Homepage: https://www.python.org/
Original-Maintainer: Matthias Klose <doko@debian.org>
Or with
$ apt-cache policy python3
Installed: 3.8.2-0ubuntu2
Candidate: 3.8.2-0ubuntu2
Version table:
*** 3.8.2-0ubuntu2 500
500 http://archive.ubuntu.com/ubuntu focal/main amd64 Packages
100 /var/lib/dpkg/status
Python
We can get the Python version from the config file when using a Python environment,
and from the conda list
output when using a Conda environment.
OS
We can infer the OS version from the build image used in the config file, but since it changes with time, we can get it from the OS itself:
$ lsb_release --description
Description: Ubuntu 18.04.5 LTS
# or
$ cat /etc/issue
Ubuntu 18.04.5 LTS \n \l
Format
The final information to be saved would consist of:
organization: the organization id/slug
project: the project id/slug
version: the version id/slug
build: the build id, date, length, status.

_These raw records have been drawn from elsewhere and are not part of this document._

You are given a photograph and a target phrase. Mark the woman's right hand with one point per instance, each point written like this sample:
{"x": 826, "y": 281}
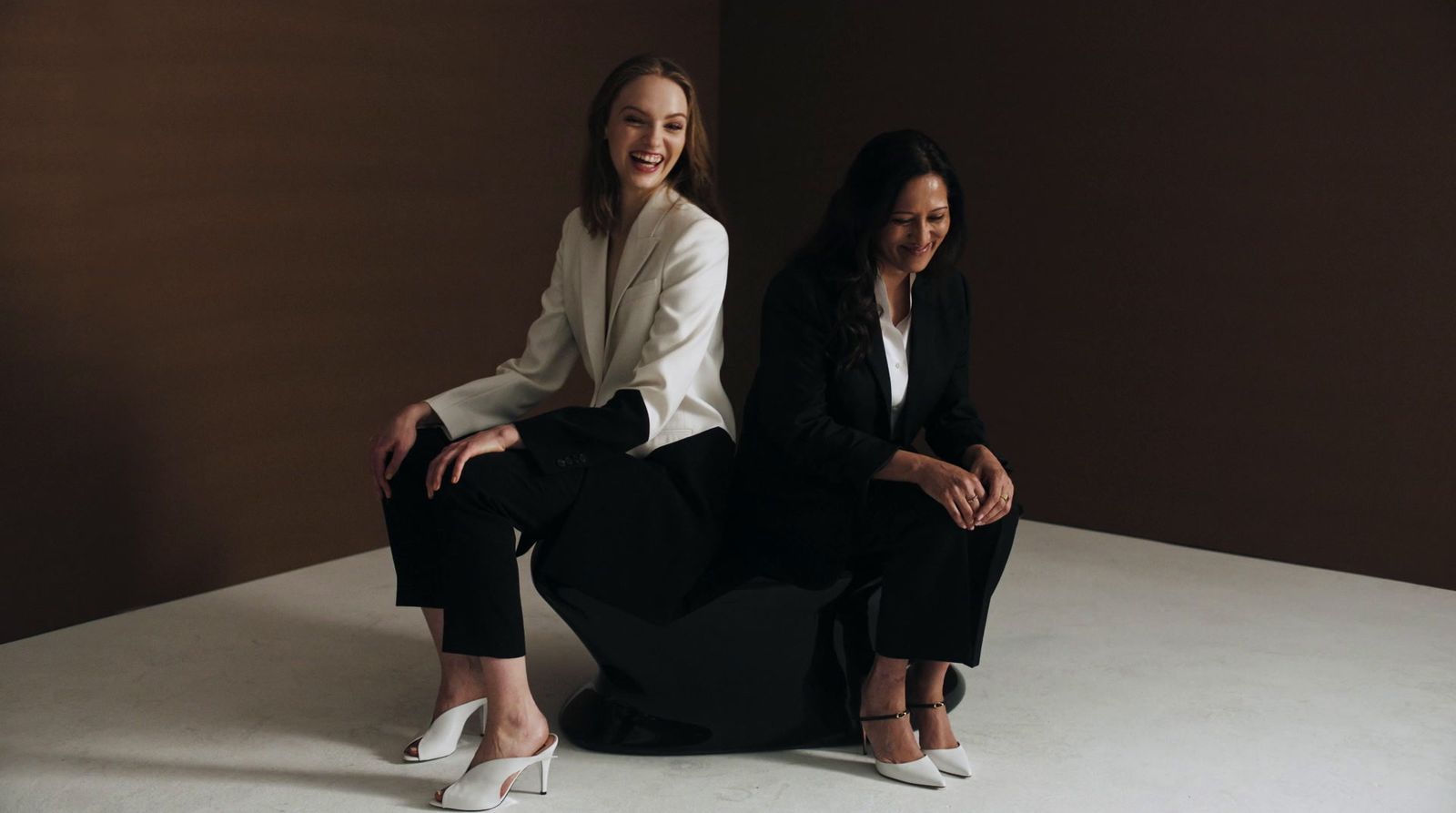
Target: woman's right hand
{"x": 393, "y": 442}
{"x": 953, "y": 487}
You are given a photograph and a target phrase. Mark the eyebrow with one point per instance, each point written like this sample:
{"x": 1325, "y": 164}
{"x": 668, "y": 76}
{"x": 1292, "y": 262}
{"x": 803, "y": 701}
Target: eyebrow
{"x": 907, "y": 211}
{"x": 625, "y": 108}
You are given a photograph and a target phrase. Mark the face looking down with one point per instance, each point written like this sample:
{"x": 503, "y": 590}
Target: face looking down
{"x": 647, "y": 131}
{"x": 917, "y": 223}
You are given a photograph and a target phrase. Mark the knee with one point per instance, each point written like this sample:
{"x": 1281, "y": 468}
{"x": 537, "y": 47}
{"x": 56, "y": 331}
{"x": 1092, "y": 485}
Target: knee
{"x": 484, "y": 481}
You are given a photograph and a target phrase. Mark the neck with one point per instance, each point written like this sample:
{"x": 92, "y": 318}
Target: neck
{"x": 893, "y": 277}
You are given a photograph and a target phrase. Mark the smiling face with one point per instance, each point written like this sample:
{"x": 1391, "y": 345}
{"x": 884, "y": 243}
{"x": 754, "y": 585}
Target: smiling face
{"x": 647, "y": 131}
{"x": 919, "y": 220}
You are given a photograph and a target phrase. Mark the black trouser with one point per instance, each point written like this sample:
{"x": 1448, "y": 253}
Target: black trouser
{"x": 458, "y": 551}
{"x": 938, "y": 579}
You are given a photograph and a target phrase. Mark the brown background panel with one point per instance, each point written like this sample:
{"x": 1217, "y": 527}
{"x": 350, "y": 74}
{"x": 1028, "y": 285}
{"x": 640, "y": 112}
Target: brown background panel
{"x": 1212, "y": 248}
{"x": 235, "y": 238}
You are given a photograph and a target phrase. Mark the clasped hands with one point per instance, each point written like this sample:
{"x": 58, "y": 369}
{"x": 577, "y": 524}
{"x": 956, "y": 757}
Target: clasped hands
{"x": 977, "y": 494}
{"x": 390, "y": 446}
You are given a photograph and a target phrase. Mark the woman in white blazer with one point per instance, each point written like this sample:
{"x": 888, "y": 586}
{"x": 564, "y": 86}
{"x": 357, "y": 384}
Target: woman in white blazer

user_config: Original user config file
final_config: Final configuration used (merged with defaults)
packages.pip: List of pip packages with name and version
packages.conda: List of conda packages with name, channel, and version
packages.apt: List of apt packages
python: Python version used
os: Operating system used
{
"organization": {
"id": 1,
"slug": "org"
},
"project": {
"id": 2,
"slug": "docs"
},
"version": {
"id": 1,
"slug": "latest"
},
"build": {
"id": 3,
"date/start": "2021-04-20-...",
"length": "00:06:34",
"status": "normal",
"success": true,
"commit": "abcd1234"
},
"config": {
"user": {},
"final": {}
},
"packages": {
"pip": [{
"name": "sphinx",
"version": "3.4.5"
}],
"pip_all": [
{
"name": "sphinx",
"version": "3.4.5"
},
{
"name": "docutils",
"version": "0.16.0"
}
],
"conda": [{
"name": "sphinx",
"channel": "conda-forge",
"version": "0.1"
}],
"apt": [{
"name": "python3-dev",
"version": "3.8.2-0ubuntu2"
}],
},
"python": "3.7",
"os": "ubuntu-18.04.5"
}
Storage
All this information can be collected after the build has finished, and we can store it in a dedicated database (telemetry), using Django’s models.
Since this information isn’t sensitive, we should be fine saving this data even if the project/version is deleted. As we don’t care about historical data, we can save the information per-version and from their latest build only. And delete old data if it grows too much.
Should we make heavy use of JSON fields? Or try to avoid nesting structures as possible? Like config.user/config.final vs user_config/final_config. Or having several fields in our model instead of just one big json field?